The Manyara Region has a tropical climate with a dry season that typically runs from mid-May to mid-October, followed by a rainy season which runs from mid-October to mid-May, peaking in April. This year the rains were over a month late, and then exceptionally heavy, a pattern thought to be linked to the el Niño weather-system presently over the South Pacific; el Niño weather-systems typically being linked to more extreme weather patterns in East Africa.
The El Niño is the warm phase of a long-term climatic oscillation affecting the southern Pacific, which can influence the climate around the world. The onset of El Niño conditions is marked by a sharp rise in temperature and pressure over the southern Indian Ocean, which then moves eastward over the southern Pacific. This pulls rainfall with it, leading to higher rainfall over the Pacific and lower rainfall over South Asia. This reduced rainfall during the already hot and dry summer leads to soaring temperatures in southern Asia, followed by a rise in rainfall that often causes flooding in the Americas and sometimes Africa.
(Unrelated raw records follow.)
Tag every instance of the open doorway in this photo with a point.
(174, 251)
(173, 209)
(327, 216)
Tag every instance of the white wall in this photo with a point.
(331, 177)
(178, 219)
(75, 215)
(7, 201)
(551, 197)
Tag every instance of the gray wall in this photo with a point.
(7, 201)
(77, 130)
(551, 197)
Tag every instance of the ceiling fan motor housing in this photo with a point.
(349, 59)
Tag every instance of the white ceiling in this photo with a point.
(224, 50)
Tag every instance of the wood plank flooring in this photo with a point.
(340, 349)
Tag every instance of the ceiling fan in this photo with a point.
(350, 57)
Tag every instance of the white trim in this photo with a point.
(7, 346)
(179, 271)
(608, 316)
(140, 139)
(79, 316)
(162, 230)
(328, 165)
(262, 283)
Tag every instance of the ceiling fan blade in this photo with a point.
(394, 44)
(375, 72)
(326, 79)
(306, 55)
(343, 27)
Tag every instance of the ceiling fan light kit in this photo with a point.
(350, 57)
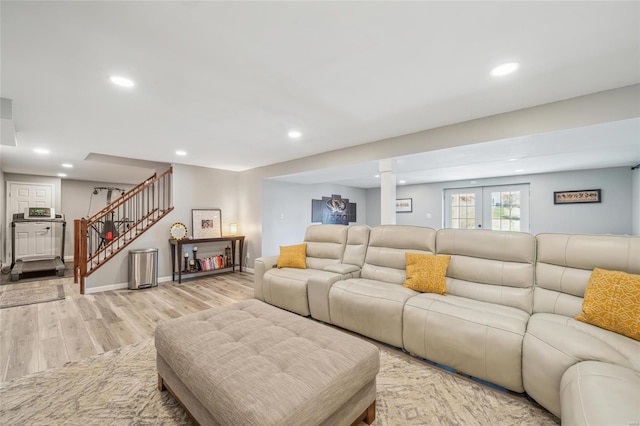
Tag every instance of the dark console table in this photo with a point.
(177, 259)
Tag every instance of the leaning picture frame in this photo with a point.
(207, 223)
(404, 205)
(584, 196)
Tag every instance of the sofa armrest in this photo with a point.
(342, 268)
(260, 266)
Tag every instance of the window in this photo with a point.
(499, 208)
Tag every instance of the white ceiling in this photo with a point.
(225, 81)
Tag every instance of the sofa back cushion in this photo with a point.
(490, 266)
(325, 245)
(385, 260)
(356, 248)
(566, 261)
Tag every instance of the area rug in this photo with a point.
(30, 295)
(120, 388)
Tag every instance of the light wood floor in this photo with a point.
(45, 335)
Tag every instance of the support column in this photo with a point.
(387, 192)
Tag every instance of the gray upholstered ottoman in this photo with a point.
(254, 364)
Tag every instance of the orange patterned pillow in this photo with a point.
(293, 256)
(612, 301)
(427, 273)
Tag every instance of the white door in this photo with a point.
(33, 238)
(499, 208)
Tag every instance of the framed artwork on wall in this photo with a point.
(404, 205)
(207, 223)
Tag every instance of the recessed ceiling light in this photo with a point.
(504, 69)
(294, 134)
(121, 81)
Worryingly climatic predictions for the next century suggest that global warming could lead to more frequent and severe El Niño conditions, extreme weather conditions a common occurrence.
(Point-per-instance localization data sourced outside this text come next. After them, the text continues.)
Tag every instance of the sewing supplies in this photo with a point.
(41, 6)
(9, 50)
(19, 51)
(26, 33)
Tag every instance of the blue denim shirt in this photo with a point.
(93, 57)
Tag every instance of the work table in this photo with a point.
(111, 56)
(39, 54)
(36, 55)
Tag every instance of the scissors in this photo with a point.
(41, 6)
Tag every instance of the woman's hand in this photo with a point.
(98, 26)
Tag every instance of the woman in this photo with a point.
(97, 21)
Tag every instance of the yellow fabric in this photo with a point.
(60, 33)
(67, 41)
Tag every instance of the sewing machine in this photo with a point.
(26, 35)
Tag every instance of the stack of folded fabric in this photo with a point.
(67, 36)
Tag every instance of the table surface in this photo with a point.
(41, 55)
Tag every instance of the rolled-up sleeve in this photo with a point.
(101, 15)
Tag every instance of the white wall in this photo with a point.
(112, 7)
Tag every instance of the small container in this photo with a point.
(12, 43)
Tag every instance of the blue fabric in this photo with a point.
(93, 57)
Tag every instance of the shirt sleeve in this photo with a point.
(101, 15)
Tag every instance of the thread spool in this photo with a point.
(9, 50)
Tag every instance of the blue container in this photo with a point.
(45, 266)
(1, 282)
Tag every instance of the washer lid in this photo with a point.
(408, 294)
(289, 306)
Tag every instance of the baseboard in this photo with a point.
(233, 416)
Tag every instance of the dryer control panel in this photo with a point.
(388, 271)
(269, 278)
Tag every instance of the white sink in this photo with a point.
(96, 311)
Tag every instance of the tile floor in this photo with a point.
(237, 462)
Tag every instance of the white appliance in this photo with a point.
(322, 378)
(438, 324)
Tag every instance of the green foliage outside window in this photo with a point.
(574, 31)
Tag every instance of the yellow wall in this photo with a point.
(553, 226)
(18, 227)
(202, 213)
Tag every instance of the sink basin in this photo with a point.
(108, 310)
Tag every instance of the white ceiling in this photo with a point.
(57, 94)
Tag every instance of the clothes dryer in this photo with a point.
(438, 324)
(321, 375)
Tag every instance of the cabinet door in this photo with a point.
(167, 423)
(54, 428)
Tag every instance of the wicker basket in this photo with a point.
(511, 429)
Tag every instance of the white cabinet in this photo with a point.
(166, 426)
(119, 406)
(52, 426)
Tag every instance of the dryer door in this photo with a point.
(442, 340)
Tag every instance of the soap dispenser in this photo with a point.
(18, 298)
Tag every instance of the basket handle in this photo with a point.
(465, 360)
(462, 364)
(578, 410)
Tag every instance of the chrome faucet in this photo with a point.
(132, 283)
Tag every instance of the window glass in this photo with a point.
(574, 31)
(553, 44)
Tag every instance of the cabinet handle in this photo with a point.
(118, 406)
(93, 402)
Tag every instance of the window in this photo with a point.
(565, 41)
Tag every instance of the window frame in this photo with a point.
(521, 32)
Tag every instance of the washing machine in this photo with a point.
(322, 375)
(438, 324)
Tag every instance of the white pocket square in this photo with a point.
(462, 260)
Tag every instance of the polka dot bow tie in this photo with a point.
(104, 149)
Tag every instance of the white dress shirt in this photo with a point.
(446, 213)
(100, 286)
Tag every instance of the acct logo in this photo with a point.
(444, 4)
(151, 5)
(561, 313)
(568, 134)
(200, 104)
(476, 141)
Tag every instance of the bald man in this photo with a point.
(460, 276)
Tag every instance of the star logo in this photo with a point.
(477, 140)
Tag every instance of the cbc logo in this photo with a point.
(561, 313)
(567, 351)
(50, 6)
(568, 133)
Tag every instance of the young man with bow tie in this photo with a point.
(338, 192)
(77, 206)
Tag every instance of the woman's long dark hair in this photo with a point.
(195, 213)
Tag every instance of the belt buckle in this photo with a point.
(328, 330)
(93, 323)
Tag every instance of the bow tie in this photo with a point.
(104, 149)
The development of an el Niño weather-system this year is considered particularly alarming by climate scientists, as the world has had several consecutive years in which average global sea-surface temperatures have equalled or slightly surpassed the hottest previous average temperatures recorded, despite the climate being in a la Niña phase. As sea surface temperatures are typically significantly warmer during an el Niño phase than a la Niña phase, the development of such a phase could push temperatures into areas not previously encountered on Earth since Modern Humans first appeared, potentially triggering or accelerating other climatic problems, such as glacial melting, droughts in tropical forests, and changes in ocean circulation, which might in turn take us further into unfamiliar climatic territory.